Back to the blackness for a short pause - broken by low, ominous rumblings - and the curtains swished aside again for the lights to dimly reveal Dwan in a long white dress, her arms held in a locked embrace in front of her, walking to and fro, nine steps back and forth, with the dull clumping of her heels on the wooden platform announcing the arrival of FOOTFALLS. Dwan, shimmered pearl-grey in the dim light.
A woman, May, walks back and forwards outside the room of her mother who we assume is dying but May walks and walks as the mother's voice tells us that her daughter has walked back and forwards like that since a child.

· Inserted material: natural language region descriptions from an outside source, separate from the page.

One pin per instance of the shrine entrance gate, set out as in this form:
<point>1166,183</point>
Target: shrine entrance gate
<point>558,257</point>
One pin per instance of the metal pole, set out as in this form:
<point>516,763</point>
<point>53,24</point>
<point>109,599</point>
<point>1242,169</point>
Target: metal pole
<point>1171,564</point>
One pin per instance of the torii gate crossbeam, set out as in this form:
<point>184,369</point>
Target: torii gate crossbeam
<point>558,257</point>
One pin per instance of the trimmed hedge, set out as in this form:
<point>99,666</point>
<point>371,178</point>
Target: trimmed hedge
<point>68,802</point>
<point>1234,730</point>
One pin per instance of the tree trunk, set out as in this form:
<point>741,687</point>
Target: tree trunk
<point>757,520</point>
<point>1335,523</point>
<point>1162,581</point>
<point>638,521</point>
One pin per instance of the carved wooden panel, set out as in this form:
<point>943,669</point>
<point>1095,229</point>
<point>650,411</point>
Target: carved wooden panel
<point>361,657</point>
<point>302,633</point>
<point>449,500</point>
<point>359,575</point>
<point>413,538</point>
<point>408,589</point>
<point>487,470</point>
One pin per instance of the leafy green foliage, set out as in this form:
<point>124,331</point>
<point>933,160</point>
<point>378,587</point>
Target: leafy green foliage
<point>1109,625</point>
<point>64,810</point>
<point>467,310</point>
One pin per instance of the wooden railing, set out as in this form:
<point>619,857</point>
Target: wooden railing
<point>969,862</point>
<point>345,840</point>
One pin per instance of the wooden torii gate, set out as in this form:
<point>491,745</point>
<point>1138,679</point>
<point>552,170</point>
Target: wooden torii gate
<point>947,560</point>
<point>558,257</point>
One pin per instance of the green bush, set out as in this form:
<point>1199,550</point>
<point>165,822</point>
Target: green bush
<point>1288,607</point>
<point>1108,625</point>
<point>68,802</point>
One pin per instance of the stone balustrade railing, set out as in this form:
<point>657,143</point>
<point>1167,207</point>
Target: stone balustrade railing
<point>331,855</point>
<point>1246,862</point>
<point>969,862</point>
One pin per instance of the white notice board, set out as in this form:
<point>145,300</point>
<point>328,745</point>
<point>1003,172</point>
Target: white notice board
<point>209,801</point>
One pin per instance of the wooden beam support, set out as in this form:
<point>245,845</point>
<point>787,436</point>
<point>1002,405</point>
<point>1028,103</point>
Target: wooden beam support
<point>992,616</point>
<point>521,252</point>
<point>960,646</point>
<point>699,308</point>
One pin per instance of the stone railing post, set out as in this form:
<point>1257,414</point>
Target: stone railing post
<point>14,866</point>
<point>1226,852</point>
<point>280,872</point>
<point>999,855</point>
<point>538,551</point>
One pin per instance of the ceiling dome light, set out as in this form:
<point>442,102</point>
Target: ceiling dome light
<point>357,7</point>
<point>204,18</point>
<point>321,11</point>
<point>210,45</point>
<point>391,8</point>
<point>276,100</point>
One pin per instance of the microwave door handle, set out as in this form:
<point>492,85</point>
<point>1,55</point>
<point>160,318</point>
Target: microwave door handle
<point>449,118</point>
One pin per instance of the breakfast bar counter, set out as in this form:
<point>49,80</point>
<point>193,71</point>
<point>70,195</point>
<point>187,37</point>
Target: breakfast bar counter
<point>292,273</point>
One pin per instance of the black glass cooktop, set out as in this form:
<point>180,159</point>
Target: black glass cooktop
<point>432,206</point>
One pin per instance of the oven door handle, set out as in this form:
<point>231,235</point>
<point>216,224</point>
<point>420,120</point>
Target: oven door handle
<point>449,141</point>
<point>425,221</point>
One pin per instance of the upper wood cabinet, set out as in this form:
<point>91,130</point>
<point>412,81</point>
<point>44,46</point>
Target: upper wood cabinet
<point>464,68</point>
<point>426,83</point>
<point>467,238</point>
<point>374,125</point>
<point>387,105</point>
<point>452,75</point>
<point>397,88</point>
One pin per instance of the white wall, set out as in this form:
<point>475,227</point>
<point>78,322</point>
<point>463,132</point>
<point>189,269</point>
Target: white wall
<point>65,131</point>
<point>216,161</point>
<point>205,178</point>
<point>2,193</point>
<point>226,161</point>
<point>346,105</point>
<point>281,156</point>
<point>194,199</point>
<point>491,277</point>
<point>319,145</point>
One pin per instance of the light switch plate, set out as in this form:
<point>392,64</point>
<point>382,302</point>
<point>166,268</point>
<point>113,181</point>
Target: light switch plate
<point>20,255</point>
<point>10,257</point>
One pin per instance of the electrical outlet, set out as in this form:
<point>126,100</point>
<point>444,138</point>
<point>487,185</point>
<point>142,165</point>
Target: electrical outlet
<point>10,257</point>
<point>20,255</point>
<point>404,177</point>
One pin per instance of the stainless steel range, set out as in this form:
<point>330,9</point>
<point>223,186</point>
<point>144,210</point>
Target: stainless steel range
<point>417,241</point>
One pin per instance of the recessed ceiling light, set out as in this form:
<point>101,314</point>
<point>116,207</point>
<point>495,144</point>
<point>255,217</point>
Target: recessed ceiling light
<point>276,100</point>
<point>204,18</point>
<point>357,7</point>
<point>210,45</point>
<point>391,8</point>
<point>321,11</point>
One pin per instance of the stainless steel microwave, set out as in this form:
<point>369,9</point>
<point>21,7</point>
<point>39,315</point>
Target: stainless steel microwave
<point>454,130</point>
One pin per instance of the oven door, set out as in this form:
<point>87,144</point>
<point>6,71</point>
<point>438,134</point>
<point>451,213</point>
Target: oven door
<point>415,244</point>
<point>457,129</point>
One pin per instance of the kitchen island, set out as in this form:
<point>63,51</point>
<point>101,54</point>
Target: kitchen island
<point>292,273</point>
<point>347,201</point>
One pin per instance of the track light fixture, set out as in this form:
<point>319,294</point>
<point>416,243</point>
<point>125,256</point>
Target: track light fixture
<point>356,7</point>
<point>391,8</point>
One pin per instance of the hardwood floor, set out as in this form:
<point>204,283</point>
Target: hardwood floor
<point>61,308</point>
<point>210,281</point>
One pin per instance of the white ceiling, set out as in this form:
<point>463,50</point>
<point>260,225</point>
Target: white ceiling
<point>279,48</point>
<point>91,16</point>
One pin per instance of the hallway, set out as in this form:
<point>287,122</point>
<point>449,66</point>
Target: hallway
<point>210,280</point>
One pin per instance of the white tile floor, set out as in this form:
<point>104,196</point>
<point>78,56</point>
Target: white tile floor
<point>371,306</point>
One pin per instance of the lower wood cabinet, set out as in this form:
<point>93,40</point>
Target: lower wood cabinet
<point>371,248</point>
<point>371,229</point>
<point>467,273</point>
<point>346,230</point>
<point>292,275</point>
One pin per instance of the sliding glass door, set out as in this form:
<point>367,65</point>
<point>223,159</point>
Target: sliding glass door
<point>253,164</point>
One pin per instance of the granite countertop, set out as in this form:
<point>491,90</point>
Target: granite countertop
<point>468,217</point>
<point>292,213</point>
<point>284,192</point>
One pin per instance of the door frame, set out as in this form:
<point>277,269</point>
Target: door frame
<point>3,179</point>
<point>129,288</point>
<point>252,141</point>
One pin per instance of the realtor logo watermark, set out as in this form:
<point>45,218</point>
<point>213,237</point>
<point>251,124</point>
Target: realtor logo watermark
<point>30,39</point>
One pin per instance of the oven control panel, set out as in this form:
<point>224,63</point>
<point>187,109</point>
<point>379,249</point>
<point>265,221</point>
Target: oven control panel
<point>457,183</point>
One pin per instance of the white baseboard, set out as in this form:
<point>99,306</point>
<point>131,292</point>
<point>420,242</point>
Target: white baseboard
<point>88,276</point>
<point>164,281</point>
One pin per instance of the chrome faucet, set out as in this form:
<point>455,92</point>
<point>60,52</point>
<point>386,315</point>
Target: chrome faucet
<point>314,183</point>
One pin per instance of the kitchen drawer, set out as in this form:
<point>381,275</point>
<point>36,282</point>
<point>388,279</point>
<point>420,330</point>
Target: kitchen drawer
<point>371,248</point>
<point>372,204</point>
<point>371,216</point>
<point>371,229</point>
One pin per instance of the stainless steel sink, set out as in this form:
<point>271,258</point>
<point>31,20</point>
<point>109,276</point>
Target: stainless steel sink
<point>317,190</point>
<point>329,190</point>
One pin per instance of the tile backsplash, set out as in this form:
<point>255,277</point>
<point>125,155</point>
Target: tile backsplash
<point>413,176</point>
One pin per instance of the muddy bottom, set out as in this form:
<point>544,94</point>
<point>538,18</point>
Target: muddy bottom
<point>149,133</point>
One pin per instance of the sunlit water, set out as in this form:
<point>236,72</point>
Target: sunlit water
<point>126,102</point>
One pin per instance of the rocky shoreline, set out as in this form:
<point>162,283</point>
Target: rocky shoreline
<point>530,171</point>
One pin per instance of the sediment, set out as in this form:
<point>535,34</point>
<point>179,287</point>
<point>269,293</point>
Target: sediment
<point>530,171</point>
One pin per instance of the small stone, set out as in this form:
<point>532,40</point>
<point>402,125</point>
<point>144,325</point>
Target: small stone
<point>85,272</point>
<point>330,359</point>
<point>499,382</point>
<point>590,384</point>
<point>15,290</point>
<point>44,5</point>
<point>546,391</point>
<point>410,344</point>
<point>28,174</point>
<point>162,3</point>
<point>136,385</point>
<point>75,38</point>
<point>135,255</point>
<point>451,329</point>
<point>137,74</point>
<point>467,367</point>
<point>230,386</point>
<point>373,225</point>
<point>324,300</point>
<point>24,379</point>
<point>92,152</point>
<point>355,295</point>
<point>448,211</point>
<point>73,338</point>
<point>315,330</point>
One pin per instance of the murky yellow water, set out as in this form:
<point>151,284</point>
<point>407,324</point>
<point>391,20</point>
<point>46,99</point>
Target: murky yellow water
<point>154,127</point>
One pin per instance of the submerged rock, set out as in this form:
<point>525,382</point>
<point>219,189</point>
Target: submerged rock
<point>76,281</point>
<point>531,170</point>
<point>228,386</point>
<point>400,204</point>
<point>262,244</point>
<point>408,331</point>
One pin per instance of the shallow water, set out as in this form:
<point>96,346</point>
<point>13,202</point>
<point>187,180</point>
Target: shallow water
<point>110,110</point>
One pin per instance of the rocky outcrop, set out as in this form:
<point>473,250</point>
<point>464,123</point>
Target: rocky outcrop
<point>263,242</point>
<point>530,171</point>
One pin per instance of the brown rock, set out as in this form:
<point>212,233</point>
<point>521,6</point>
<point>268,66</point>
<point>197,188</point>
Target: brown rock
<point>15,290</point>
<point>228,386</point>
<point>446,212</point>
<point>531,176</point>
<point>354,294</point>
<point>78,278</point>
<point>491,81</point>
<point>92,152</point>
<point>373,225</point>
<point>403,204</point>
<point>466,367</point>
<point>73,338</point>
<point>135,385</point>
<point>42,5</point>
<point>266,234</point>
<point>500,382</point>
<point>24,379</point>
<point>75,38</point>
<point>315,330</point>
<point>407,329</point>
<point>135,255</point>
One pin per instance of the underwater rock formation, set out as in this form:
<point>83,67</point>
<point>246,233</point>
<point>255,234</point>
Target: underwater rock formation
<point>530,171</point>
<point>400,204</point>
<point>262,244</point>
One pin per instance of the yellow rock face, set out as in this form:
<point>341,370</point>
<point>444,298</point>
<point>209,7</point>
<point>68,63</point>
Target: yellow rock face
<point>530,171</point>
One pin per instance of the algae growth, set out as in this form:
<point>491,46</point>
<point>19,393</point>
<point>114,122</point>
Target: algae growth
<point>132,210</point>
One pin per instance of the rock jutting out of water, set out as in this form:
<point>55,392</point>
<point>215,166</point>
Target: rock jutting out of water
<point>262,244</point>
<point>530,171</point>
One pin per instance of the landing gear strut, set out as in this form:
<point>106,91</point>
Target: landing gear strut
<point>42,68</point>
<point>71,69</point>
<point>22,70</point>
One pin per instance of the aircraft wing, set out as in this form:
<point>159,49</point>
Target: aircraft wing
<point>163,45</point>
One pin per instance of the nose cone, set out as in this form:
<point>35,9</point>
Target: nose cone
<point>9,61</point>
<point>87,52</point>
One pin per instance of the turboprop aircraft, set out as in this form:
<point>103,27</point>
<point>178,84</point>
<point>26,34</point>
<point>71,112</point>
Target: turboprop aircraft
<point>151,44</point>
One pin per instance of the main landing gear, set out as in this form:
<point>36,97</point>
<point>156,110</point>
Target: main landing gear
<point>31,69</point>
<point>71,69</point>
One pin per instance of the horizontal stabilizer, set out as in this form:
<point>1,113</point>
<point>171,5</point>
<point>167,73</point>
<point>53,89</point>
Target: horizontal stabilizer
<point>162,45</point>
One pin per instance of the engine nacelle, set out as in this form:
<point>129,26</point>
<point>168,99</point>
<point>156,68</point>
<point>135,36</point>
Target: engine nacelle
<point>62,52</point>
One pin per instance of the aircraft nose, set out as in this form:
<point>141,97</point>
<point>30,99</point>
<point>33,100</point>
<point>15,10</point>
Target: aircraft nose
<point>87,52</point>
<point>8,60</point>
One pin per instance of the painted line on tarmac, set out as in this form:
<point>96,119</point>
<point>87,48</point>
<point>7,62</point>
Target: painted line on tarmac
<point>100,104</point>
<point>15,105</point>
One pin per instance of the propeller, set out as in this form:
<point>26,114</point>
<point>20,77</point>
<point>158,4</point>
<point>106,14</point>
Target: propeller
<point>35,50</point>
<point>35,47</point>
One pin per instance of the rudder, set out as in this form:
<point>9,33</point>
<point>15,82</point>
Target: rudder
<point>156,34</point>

A single hollow bell announces a break in the monologue and each time it starts May gets slower and more deliberate in her pacing. The mother addresses us, then May telling the story of a woman called Amy. Is the mother dead? Is May dead? Does her ghost walk the house where they both died? In the last 'stanza' the dim light comes up to reveal that May has vanished.
After the explosive NOT I, the deliberate pacing (no pun intended) of FOOTFALLS did mean that it felt excessively long and I found myself drifting once or twice.
Billie Whitelaw says in her book that while in rehearsals for FOOTFALLS in 1976, again at the Royal Court, she asked Beckett the only question she ever asked him about his plays, "Am I dead?" He slowly replied "Well, let's just say you are not quite there".
After being consumed by the darkness again the curtains swished apart for the last time to reveal Dwan, this time as the old woman who inhabits ROCKABY, slowly rocking away in her rocking chair, dressed in her ornately embroidered Edwardian-style black dress. It is similar in tone to FOOTFALLS as we watch a faded figure of a woman slowly edging towards death, perfectly still apart from the rocking of the chair and the circling thoughts in her head "close of a long day" and "time she stopped, time she stopped".
Every so often, at the beginning of a new 'stanza', the woman will open her eyes and implore for "More...", for what? More time? More memories? Slowly the rocking chair comes to a halt and the woman slowly stops too. Again, Beckett gives us an arresting visual image but unlike the longer FOOTFALLS, ROCKABY feels just right, the perfect length for the profound poetry.
I wondered whether Lisa Dwan would actually take a curtain call, would that break the spell that had been woven through the three plays? But she did and as she bowed and smiled it was like we were all congratulating having come through the pure existance of Beckett's women into the light - literally so as it was very disconcerting to leave the Barbican and walk out into warm sunny weather.
Thank you Sam, thank you Billie, thank you Lisa.
"And the end came. Close of a long day...".